Driving around yesterday I saw two things typical of this area this time of year: white-tailed deer, and people trying to kill them. The deer I saw were in no immediate danger from hunters, since they were standing in a field on Antietam National Battlefield. Being a national park, hunting isn’t allowed in Antietam, and as a result there’s a large and visible deer population in the woods and fields that comprise most of the park. If you like deer watching, it’s a great place to take an early evening drive, or better yet a walk.
The hunter I saw a few minutes later was at least half a mile from the road, sitting in a tree in the middle of a farmer’s field off the Sharpsburg Pike, clearly visible thanks to the radioactive orange jumpsuit he was wearing. The crew on the International Space Station could probably see him, too. Wearing blaze orange is required of hunters by law in Maryland, and most other states, as a safety measure. It hasn’t succeeded in completely preventing accidental shootings during hunting season, but it does at least help the prosecutor gain a speedy conviction on the shooter, who is left with no excuse other than possibly “it was dark and he really sounded like a deer.”
From about age 9 to age 14, when the State of Maryland bought Woodmont and turned it from a private club where I spent a lot of time to a publicly owned property where I wasn’t allowed to set foot, I went hunting every year with my father and grandfather.
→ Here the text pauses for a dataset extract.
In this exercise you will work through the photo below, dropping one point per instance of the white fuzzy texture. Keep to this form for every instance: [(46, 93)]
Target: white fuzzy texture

I only ever killed two deer, a buck and a doe, both on the same morning when I was 14. The doe was standing a good way downhill from me, and it was a pretty good shot if I do say so myself. The buck was still alive when Pap and I made it over to him. We stood over him ten minutes or so, waiting for him to die. Pap was about to tell me to shoot him again when his eyes finally when glassy and his tongue flopped out of his mouth.
I don’t hunt anymore. At first it was for practical reasons — Woodmont was the only place I’d ever hunted, and it just didn’t have the same appeal as public hunting ground, especially with the clubhouse off-limits — but eventually I reached a point where hunting just wasn’t something I wanted to do anymore. The only time I’ve ever been hunting since age 14 was a few years ago when I went squirrel hunting at Indian Springs with Jimmy. I only went because he had no one else to go with, and didn’t want to go alone. We sat in separate spots, far enough away so that we couldn’t see each other, and as soon as Jimmy was out of sight I unloaded my gun. I never had any intention of killing something. When I’d been sitting there an hour or so, a squirrel appeared on a fallen log not twenty feet from me. I watched him until he scampered up a tree and got lost in the branches. It was a nice morning.
Encountering a wild animal is one of the most delightful and interesting experiences I get to have on a somewhat regular basis. I can’t imagine how the occasion of seeing a deer or a squirrel or a wild turkey during a walk through the woods would be improved by me killing the animal. It’s not that I’m opposed to hunting. I think it’s necessary to control populations, and hunters who do their thing humanely and within the bounds of the law (like my father did — usually . . .) are just fine by me. It’s just no longer my thing.
Which doesn’t mean I don’t get a kick out of laughing at the occasional mighty hunter when I see him. I’ve known people who take hunting way, way too seriously. Around here they’re the majority, or so it seems in the winter months, at least. And most of them don’t exactly need the meat, if you know what I’m sayin’. I’ve known guys who dress in camouflage from head to toe (excepting their blaze orange vest, of course), who bury their clothes or hang them outside in the rain a few days before a hunt, who spray themselves all over with deer scent. (By the way, “deer scent” — there’s an unnecessary euphemism if I ever saw one. Most hunters I know wouldn’t be the least bit bothered about buying a product called “doe piss”.) The funny thing to me is, my Dad and my Pap never did any of that. They just found a good spot in the woods where they knew there were some deer and sat still until one walked by. Then they got their gun up and shot it. No piss-soaked clothes, no camo jumpsuits required. And they did all right in their day. Pap’s nickname wasn’t “Killer” because he killed a lot of people.
When I was little my grandfather on my Mom’s side lived and worked on Woodmont’s turkey farm, raising fowl that were sold or used in club hunts. One year a deer who had been shot but not killed wandered onto the farm, and Pap Lashley and his sons, my Uncle Joe and Uncle George, nursed him back to health. They called him Bucky, and he remained relatively tame and stayed close to the farm for the rest of his life. When they were keeping him in an out-building during his convalescence I got to touch him, to pet him like a dog or a cat or a horse. Thinking back, it was the only time I’ve ever touched a deer that wasn’t dead or dying. That’s a little depressing.